まず、合成樹脂製の容器(容量:1リットル)内の下水汚泥の脱水ケーキ100gに対して、廃液を15g加えた後、撹拌棒で撹拌し、流通用ケーキを調製した。調製後、容器の口を合成樹脂製のフィルムで封をした。なお、廃液の添加量は、現場での実際の処理が、下水汚泥の脱水ケーキ10トンに対して工業用水1〜1.5トンを添加して行なわれることに基づいて定めたものである。
次いで、30℃の恒温器内で、所定時間経過した時点(模擬廃液については6時間経過後の時点、実廃液については0.5時間、3時間、6時間、24時間の各時間経過後の時点)で、容器内のアンモニア、硫化水素、メチルメルカプタンの各濃度を、ガス検知管を用いて測定した。なお、実廃液については、各時点での測定の終了後、容器内の臭気ガスを追い出して、容器内に臭気ガスが存在しない状態として、再度、合成樹脂製のフィルムで封をし、以下、所定時間経過後の測定を繰り返すという方法を採用した。

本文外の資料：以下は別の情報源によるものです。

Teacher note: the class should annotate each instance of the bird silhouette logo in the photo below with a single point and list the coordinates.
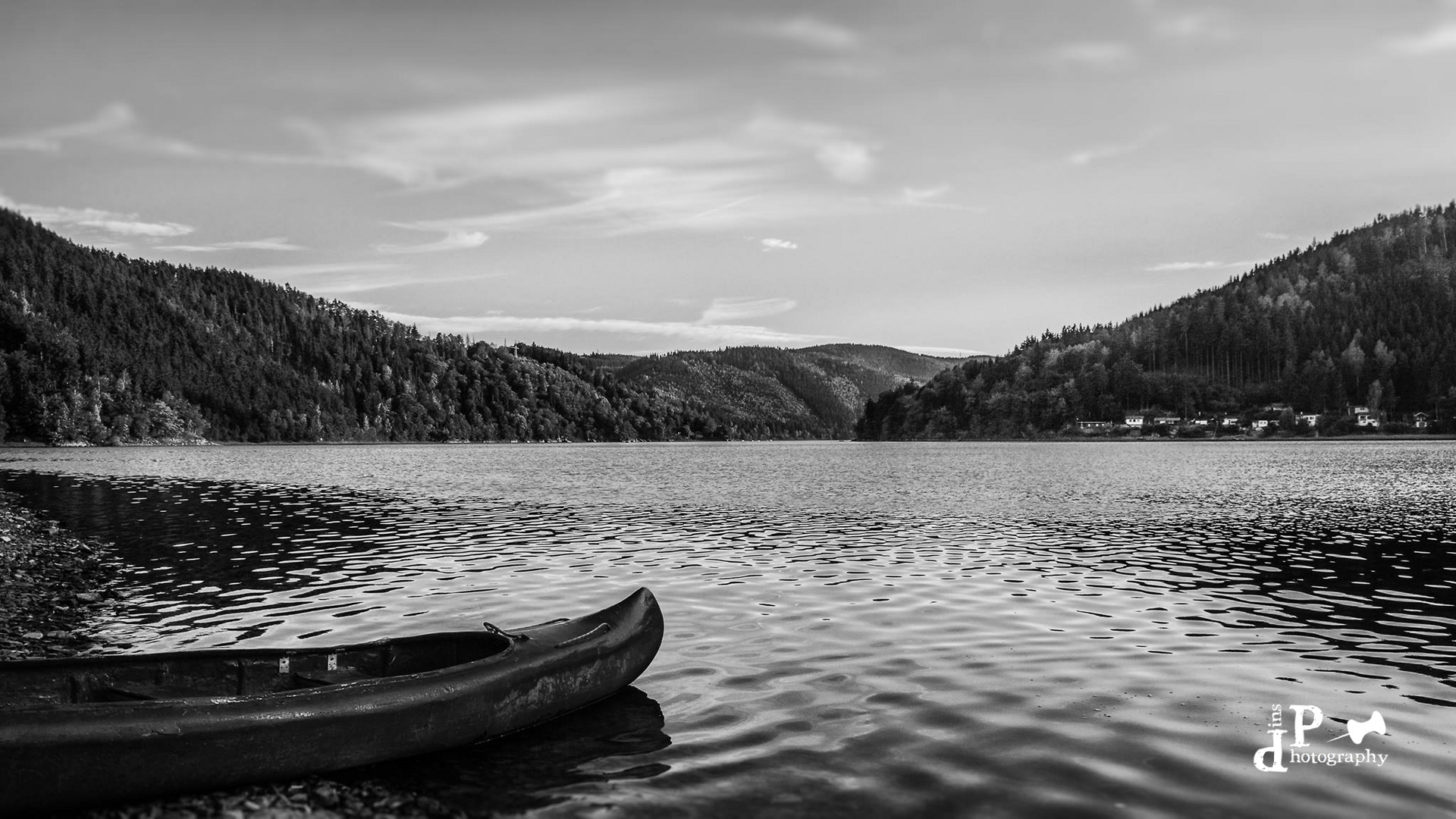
(1360, 727)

下水汚泥の脱水ケーキとして、高分子系凝集剤を用いて得られた脱水ケーキ、または、無機系凝集剤を用いて得られた脱水ケーキを用い、かつ、廃液として、模擬廃液1〜6または工業用水(参考例)を用いた実験例の結果を、図2〜図7に示す。
また、下水汚泥の脱水ケーキとして、高分子系凝集剤を用いて得られた脱水ケーキを用い、かつ、実廃液1〜7または工業用水(参考例)を用いた実験例(実施例1〜7、参考例1)の結果を、表2に示す。なお、表2中の「hr」は、「時間(hour)経過時」を表す。また、「ND」は、検出限界値未満であったことを表す。
Figure 2009195886
図2〜図7に示すように、模擬廃液を用いた場合、pHが2を超え12.5未満の範囲内では、臭気ガスの発生量は、工業用水を用いた場合と同等以下であり、実用に適する範囲内であることがわかる。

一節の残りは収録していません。